To distinguish between different UEs performing RA typically many different preambles exist. A UE performing RA randomly picks a preamble out of a pool and transmits it. The preamble represents a random UE ID which can be used by the Node B when granting the UE access to the network. The Node B receiver can resolve RA attempts performed with different preambles and send a response message to each UE using the corresponding random UE IDs. In case that multiple UEs simultaneously use the same preamble a collision occurs and most likely the RA attempts are not successful since the Node B cannot distinguish between the two users with a different random UE ID.
To minimize the probability of collision the set of available sequences should be large.
Preambles assigned to adjacent cells are typically different to ensure that a RA in one cell does not trigger any RA events in a neighboring cell.
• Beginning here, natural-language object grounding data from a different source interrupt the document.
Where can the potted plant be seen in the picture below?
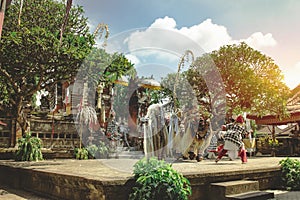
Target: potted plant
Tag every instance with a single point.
(29, 148)
(156, 179)
(103, 150)
(273, 143)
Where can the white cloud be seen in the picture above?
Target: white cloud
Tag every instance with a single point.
(292, 75)
(208, 35)
(258, 40)
(166, 23)
(133, 59)
(164, 43)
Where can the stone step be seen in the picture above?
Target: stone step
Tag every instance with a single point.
(255, 195)
(222, 189)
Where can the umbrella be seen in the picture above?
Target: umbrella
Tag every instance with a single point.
(150, 83)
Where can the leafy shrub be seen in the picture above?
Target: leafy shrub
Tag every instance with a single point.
(92, 149)
(81, 153)
(103, 149)
(158, 180)
(29, 148)
(290, 173)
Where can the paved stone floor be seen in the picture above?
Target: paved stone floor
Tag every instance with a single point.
(108, 169)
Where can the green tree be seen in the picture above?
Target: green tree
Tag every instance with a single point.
(252, 81)
(31, 55)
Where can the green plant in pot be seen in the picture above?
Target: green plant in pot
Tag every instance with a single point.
(29, 148)
(103, 150)
(81, 153)
(156, 179)
(92, 149)
(290, 169)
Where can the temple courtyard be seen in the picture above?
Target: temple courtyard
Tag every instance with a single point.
(113, 178)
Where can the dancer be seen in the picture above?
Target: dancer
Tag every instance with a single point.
(233, 139)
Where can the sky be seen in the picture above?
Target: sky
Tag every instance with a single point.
(155, 33)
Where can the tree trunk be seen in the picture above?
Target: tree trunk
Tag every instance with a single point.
(22, 117)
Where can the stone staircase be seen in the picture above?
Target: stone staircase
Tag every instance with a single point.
(238, 189)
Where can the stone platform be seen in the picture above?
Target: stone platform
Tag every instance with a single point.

As already stated before, the preamble shall possess good AC properties to guarantee a good detection (e.g. good timing resolution). To be able to reliably distinguish RA attempts performed with different preambles, good cross-correlation properties are important. In the ideal case, the preambles are orthogonal to each other (orthogonal means vanishing cross-correlation function over at least the time interval of possible roundtrip propagation delays). Many different preambles are desirable to lower the collision probability. However, the number of orthogonal preamble sequences is rather low. Therefore the two requirements—“many” and “orthogonal”—contradict each other.
The number of available orthogonal sequences is typically too low to fulfill the required collision probability—at least for the worst case assumptions on the RACH load. Therefore the sequences assigned to a cell are typically extended with non-orthogonal sequences. Since these additional preambles are not orthogonal, intra-cell interference occurs.
In case of high RACH loads this is unavoidable since additional sequences are required to lower the collision probability. However, for low RACH loads these additional sequences would not be necessary since the collision probability is anyway low—adding additional sequences only generates intra-cell interference.